Exploring Gene Associations

  • Analysis of interactions demonstrating how genes and proteins operate within functional networks.

Page 88: Accessing Gene Functional Information Resources

Informational Tools for Genetic Analysis

  • Overview of various databases and platforms available for accessing gene and protein information.

Page 89: Finding GO Annotations in Databases

Multiple Resource Availability

  • Outlining how to efficiently locate GO annotations across different genomic databases.

Page 90: Accessing Comprehensive Gene Reports

Importance of Gene Data Presentation

  • Procedures for navigating through extensive gene information provided by NCBI and other databases.

Page 91: Exploring High Throughput GO Data

Organizational Queries Across GO Terms

  • Demonstrating how GO terms can be used in exploring related genes and their functions.

Page 92: Necessity of Accurate Annotation Practices

Importance of Curation

  • Highlighting the pivotal role of accurate annotations in interpreting genomic data correctly.

Page 93: Human Phenotype Ontology Use

Applications in Genetic Analysis

  • How phenotype ontologies assist in genetic research for clear associations with disorders.

Page 94: Investigative Uses of HPO

Linking Genes to Phenotypes

  • Exploratory tools for examining the relationships between genetic elements and their physiological manifestations.

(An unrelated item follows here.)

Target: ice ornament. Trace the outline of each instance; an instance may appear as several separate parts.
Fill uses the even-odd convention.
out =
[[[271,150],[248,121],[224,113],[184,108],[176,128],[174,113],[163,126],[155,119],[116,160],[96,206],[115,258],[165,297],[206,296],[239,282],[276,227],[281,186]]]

Page 95: Mapping Genes to Disease Phenotypes

Annotations of Associative Phenotypes

  • Efforts to connect gene information with clinical representations for comprehensive understanding.

Page 96: Continued Exploration of Genes and Phenotypes

Restrictions in Current Data

  • Current state of data related to gene-phenotype relationships for enhancing research knowledge.

Page 97: Questions and Support Contact Information

Inquiries and Assistance

  • Providing contact information for questions and collaborations in genomic research.